We need something similar for mem_cgroup_swapin_charge_page() as well.

It is better to take this series in mm tree and Jens is ok with that [1].

[1] https://lore.kernel.org/linux-next/4fea89a5-0e18-0791-18a8-4c5907b0d2c4@kernel.dk/
Dan Schatzberg March 19, 2021, 3:51 p.m. UTC | #6
On Thu, Mar 18, 2021 at 05:56:28PM -0700, Shakeel Butt wrote:
> 
> We need something similar for mem_cgroup_swapin_charge_page() as well.
> 
> It is better to take this series in mm tree and Jens is ok with that [1].
> 
> [1] https://lore.kernel.org/linux-next/4fea89a5-0e18-0791-18a8-4c5907b0d2c4@kernel.dk/

It sounds like there are no concerns about the loop-related work in
the patch series. I'll rebase on the mm tree and resubmit.
Shakeel Butt March 19, 2021, 4:20 p.m. UTC | #7
On Fri, Mar 19, 2021 at 8:51 AM Dan Schatzberg <schatzberg.dan@gmail.com> wrote:
>
> On Thu, Mar 18, 2021 at 05:56:28PM -0700, Shakeel Butt wrote:
> >
> > We need something similar for mem_cgroup_swapin_charge_page() as well.
> >
> > It is better to take this series in mm tree and Jens is ok with that [1].
> >
> > [1] https://lore.kernel.org/linux-next/4fea89a5-0e18-0791-18a8-4c5907b0d2c4@kernel.dk/
>
> It sounds like there are no concerns about the loop-related work in
> the patch series. I'll rebase on the mm tree and resubmit.

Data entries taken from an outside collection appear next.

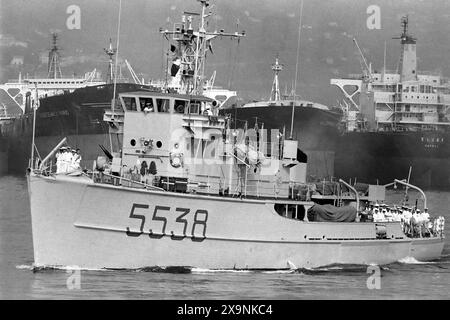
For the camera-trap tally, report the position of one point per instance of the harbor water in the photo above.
(406, 279)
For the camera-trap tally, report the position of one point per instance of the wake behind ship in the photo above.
(399, 126)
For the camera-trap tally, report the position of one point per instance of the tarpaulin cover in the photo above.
(331, 213)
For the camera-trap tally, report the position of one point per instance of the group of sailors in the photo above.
(415, 223)
(68, 160)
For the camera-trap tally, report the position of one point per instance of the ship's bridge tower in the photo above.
(408, 58)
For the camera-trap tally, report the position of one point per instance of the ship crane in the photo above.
(366, 68)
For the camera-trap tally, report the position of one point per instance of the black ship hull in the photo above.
(3, 155)
(379, 157)
(315, 129)
(78, 116)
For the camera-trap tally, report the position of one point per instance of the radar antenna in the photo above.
(54, 67)
(189, 50)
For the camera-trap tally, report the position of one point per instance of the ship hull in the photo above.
(105, 226)
(78, 116)
(3, 156)
(379, 157)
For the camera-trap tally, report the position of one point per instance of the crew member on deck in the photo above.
(58, 160)
(77, 159)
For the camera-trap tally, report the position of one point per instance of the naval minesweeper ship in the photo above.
(186, 189)
(396, 122)
(77, 113)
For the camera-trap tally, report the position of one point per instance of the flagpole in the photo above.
(296, 70)
(34, 125)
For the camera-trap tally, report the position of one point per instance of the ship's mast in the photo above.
(408, 58)
(54, 67)
(110, 52)
(275, 93)
(189, 52)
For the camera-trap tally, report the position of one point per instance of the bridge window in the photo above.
(130, 103)
(163, 105)
(146, 104)
(194, 108)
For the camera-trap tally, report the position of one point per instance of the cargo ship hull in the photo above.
(77, 116)
(315, 129)
(379, 157)
(3, 156)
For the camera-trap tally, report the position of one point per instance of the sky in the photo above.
(272, 29)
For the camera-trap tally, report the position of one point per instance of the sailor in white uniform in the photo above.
(58, 160)
(407, 215)
(77, 160)
(63, 158)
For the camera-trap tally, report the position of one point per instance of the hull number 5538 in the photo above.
(177, 222)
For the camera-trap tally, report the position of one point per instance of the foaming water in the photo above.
(20, 279)
(412, 260)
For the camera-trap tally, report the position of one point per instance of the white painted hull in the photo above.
(78, 223)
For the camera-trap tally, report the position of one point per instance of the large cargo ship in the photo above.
(65, 107)
(396, 123)
(314, 125)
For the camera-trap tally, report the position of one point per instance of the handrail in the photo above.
(415, 188)
(133, 181)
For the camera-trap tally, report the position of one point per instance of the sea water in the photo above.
(406, 279)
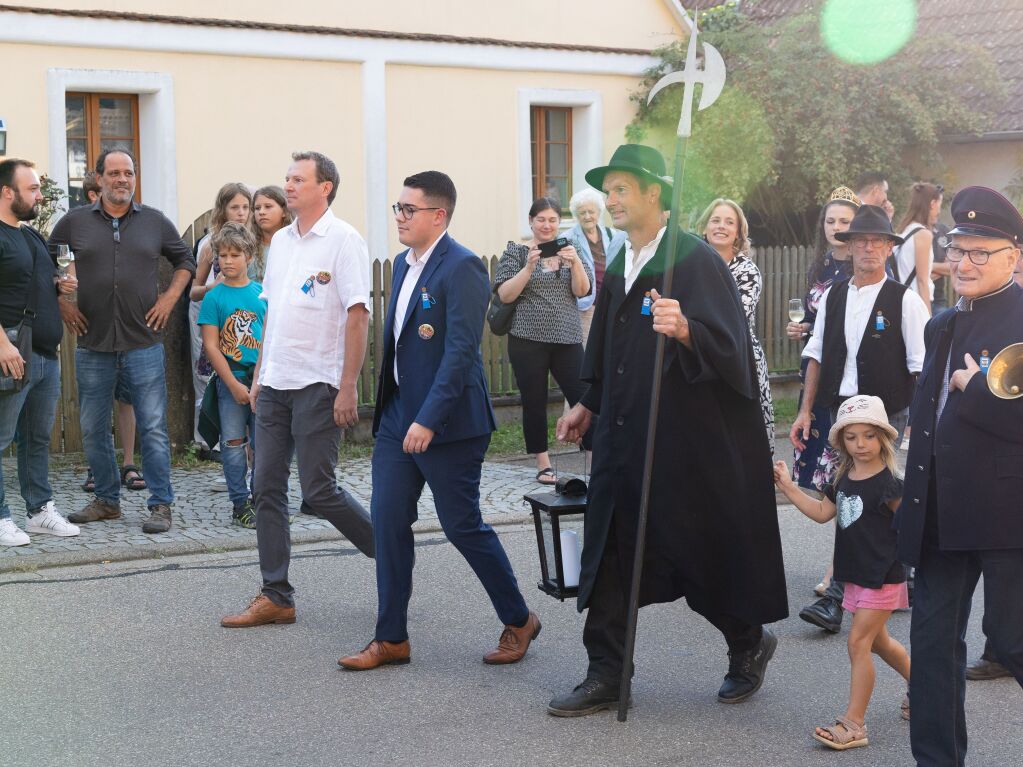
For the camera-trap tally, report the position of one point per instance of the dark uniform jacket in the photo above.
(976, 447)
(712, 534)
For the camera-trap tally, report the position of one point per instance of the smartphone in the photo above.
(547, 250)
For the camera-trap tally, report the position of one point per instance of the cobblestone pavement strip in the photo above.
(202, 514)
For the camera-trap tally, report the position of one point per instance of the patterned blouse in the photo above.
(546, 310)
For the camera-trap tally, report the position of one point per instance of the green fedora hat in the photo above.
(645, 162)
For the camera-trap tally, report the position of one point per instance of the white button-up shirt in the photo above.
(858, 306)
(635, 262)
(310, 283)
(412, 274)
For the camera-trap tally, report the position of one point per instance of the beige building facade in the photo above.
(507, 98)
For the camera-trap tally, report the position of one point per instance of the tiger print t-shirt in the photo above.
(239, 314)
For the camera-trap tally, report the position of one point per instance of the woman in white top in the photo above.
(915, 258)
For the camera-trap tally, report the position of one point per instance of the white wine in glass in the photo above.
(796, 311)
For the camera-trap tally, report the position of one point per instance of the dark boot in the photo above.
(825, 614)
(747, 670)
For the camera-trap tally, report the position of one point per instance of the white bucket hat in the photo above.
(861, 409)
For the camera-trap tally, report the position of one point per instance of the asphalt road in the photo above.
(125, 664)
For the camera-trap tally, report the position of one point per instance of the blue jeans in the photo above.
(141, 371)
(237, 424)
(27, 417)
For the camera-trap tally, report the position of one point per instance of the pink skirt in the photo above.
(889, 596)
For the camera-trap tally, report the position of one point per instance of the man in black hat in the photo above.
(961, 509)
(868, 339)
(712, 535)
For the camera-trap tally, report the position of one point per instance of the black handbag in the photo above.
(20, 336)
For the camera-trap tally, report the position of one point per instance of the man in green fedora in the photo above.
(712, 532)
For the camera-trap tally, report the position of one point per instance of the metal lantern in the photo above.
(559, 521)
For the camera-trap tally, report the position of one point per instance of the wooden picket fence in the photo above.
(784, 270)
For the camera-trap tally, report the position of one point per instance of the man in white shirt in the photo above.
(317, 291)
(868, 339)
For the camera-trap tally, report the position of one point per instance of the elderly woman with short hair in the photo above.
(594, 244)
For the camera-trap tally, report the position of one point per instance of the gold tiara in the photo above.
(844, 192)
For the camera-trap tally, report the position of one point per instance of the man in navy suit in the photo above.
(961, 515)
(433, 424)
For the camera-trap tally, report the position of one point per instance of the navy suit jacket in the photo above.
(441, 380)
(977, 446)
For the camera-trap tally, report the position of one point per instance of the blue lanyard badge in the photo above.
(647, 304)
(427, 299)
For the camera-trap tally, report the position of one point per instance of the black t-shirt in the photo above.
(864, 541)
(17, 247)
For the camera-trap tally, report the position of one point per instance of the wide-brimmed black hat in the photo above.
(645, 162)
(870, 220)
(984, 213)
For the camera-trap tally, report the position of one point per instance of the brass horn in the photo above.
(1005, 375)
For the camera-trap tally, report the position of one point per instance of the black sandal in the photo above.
(132, 483)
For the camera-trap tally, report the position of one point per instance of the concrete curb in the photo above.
(211, 545)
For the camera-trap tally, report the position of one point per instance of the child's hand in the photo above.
(782, 477)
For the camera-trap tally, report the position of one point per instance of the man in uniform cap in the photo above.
(712, 535)
(961, 510)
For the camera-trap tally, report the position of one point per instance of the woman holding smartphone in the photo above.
(545, 278)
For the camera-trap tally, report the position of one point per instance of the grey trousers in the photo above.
(299, 422)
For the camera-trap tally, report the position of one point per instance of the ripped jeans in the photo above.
(237, 431)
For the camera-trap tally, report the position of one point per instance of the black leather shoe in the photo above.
(747, 670)
(590, 696)
(984, 669)
(825, 614)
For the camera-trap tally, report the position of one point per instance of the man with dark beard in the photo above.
(30, 372)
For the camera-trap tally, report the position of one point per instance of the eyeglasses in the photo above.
(861, 243)
(406, 211)
(978, 258)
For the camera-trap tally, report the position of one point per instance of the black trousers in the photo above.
(604, 633)
(532, 361)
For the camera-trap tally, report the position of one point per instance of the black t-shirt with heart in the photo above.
(864, 540)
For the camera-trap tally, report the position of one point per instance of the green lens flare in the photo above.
(865, 32)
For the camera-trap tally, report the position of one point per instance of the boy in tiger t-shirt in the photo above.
(231, 320)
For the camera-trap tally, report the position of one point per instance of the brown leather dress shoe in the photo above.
(95, 510)
(377, 653)
(515, 642)
(260, 612)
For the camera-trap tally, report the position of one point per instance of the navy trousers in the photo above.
(452, 470)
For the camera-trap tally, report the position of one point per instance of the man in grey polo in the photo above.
(119, 319)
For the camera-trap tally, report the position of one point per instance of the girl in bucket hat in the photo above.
(863, 497)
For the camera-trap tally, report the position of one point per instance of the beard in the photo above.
(23, 210)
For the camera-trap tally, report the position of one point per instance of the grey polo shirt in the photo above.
(118, 271)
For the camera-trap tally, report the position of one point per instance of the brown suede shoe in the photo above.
(260, 612)
(515, 642)
(377, 653)
(160, 520)
(95, 510)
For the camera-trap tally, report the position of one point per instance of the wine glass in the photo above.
(796, 311)
(64, 259)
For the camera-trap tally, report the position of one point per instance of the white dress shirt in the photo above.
(304, 342)
(634, 263)
(858, 306)
(412, 274)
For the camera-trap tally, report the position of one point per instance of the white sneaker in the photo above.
(11, 535)
(49, 521)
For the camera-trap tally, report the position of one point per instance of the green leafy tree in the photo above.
(794, 122)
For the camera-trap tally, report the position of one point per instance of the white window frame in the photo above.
(158, 144)
(587, 140)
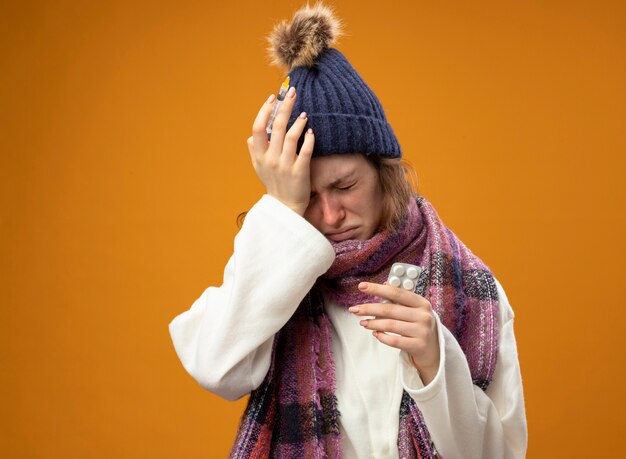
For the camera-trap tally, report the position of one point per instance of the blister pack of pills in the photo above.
(403, 275)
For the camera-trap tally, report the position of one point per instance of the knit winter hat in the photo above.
(344, 113)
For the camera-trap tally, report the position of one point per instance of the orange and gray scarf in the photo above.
(293, 413)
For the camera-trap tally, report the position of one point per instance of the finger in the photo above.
(399, 327)
(259, 134)
(306, 151)
(395, 295)
(279, 127)
(291, 139)
(388, 310)
(250, 143)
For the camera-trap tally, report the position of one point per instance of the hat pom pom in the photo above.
(311, 31)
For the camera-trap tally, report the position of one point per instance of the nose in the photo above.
(332, 211)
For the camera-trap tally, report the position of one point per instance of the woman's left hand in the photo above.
(408, 315)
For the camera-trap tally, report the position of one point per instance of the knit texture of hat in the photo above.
(344, 113)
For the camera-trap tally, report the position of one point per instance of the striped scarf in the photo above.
(293, 413)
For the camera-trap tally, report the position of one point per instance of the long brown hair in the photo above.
(398, 183)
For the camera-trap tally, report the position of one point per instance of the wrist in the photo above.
(298, 208)
(426, 372)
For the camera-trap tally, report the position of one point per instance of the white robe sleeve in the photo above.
(463, 420)
(224, 340)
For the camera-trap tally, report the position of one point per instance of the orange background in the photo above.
(124, 164)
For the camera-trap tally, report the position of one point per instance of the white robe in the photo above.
(225, 340)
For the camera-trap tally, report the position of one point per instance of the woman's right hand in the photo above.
(285, 174)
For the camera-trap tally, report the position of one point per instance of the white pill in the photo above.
(408, 284)
(394, 281)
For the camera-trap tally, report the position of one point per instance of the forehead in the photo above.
(328, 169)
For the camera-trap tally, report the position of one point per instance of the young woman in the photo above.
(299, 323)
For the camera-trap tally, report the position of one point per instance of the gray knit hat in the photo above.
(344, 113)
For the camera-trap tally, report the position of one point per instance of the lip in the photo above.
(342, 235)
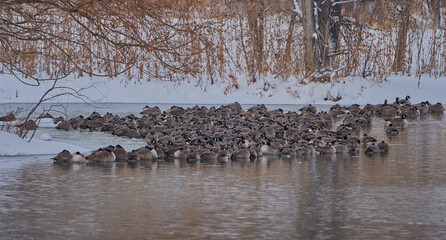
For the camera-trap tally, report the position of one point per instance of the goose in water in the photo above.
(383, 147)
(78, 158)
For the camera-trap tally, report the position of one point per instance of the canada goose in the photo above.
(64, 125)
(436, 108)
(77, 122)
(102, 155)
(399, 121)
(326, 149)
(209, 155)
(372, 149)
(78, 158)
(151, 111)
(133, 156)
(411, 112)
(405, 101)
(388, 111)
(224, 154)
(147, 153)
(64, 156)
(8, 118)
(367, 140)
(269, 149)
(121, 153)
(340, 148)
(336, 111)
(57, 120)
(308, 109)
(423, 107)
(391, 130)
(288, 152)
(383, 147)
(94, 115)
(28, 125)
(242, 153)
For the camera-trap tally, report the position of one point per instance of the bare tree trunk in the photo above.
(434, 6)
(256, 23)
(400, 50)
(260, 8)
(310, 38)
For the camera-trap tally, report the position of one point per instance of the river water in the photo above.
(400, 195)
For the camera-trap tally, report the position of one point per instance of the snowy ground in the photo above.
(351, 91)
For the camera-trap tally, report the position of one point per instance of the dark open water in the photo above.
(401, 195)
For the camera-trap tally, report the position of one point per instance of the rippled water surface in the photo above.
(401, 195)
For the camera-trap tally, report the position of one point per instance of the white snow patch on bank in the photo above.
(13, 145)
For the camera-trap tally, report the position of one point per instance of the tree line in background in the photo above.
(213, 40)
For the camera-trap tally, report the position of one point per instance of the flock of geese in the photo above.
(229, 132)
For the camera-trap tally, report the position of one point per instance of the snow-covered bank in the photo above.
(13, 145)
(351, 90)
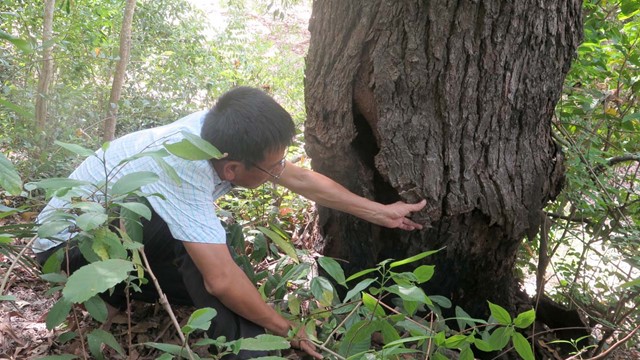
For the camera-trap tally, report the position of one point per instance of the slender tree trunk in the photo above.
(121, 67)
(450, 101)
(46, 72)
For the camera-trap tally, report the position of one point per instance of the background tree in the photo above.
(118, 77)
(447, 101)
(46, 71)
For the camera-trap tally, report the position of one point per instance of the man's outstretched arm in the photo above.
(326, 192)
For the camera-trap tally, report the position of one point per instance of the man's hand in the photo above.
(302, 342)
(395, 215)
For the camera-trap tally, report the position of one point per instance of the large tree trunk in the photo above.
(118, 77)
(450, 101)
(46, 71)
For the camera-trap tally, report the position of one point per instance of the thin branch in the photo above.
(606, 353)
(165, 303)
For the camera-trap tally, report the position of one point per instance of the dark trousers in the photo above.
(180, 280)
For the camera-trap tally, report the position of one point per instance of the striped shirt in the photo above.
(188, 208)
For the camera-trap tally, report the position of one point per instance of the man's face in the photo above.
(270, 168)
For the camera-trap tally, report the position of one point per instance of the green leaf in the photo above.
(264, 342)
(138, 208)
(500, 314)
(333, 268)
(193, 147)
(525, 319)
(413, 258)
(98, 337)
(90, 221)
(95, 278)
(372, 304)
(362, 285)
(361, 273)
(9, 177)
(466, 354)
(522, 346)
(134, 181)
(281, 242)
(322, 290)
(410, 293)
(58, 313)
(200, 320)
(499, 338)
(76, 149)
(424, 273)
(17, 109)
(455, 341)
(97, 308)
(483, 345)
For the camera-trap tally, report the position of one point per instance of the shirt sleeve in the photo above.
(188, 209)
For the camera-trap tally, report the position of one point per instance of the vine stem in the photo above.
(165, 303)
(14, 263)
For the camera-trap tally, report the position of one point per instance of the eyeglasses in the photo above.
(277, 170)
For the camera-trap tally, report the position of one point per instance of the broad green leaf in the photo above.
(372, 304)
(58, 313)
(424, 273)
(97, 308)
(134, 181)
(523, 347)
(199, 320)
(9, 177)
(90, 221)
(466, 354)
(193, 147)
(76, 149)
(362, 285)
(53, 228)
(411, 293)
(525, 319)
(483, 345)
(455, 341)
(333, 268)
(281, 242)
(361, 273)
(500, 314)
(265, 342)
(389, 333)
(27, 113)
(322, 290)
(413, 258)
(98, 337)
(138, 208)
(499, 338)
(95, 278)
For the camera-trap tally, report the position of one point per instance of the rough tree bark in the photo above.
(450, 101)
(46, 71)
(118, 77)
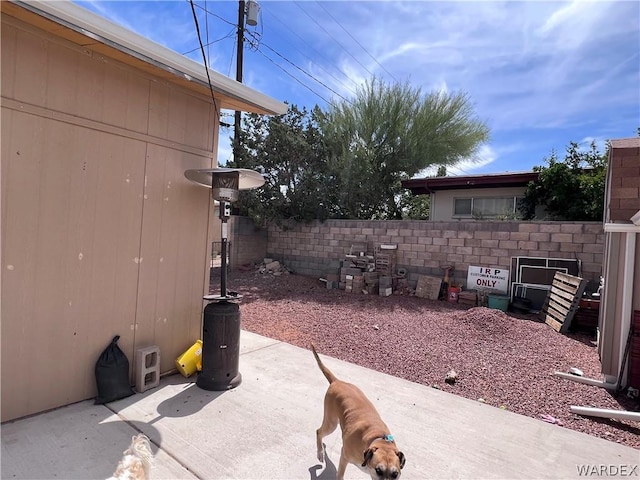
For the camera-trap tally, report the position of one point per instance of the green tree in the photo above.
(388, 133)
(289, 151)
(572, 189)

One suggestion would be to make get_mem_cgroup_from_mm() more generic
(i.e. handle !mm && active_memcg() case) and avoid
get_mem_cgroup_from_current() as it might go away.
Dan Schatzberg March 19, 2021, 4:27 p.m. UTC | #8
On Fri, Mar 19, 2021 at 09:20:16AM -0700, Shakeel Butt wrote:
> One suggestion would be to make get_mem_cgroup_from_mm() more generic
> (i.e. handle !mm && active_memcg() case) and avoid
> get_mem_cgroup_from_current() as it might go away.

Yeah, that occurred to me as well. I'll take a stab at doing that.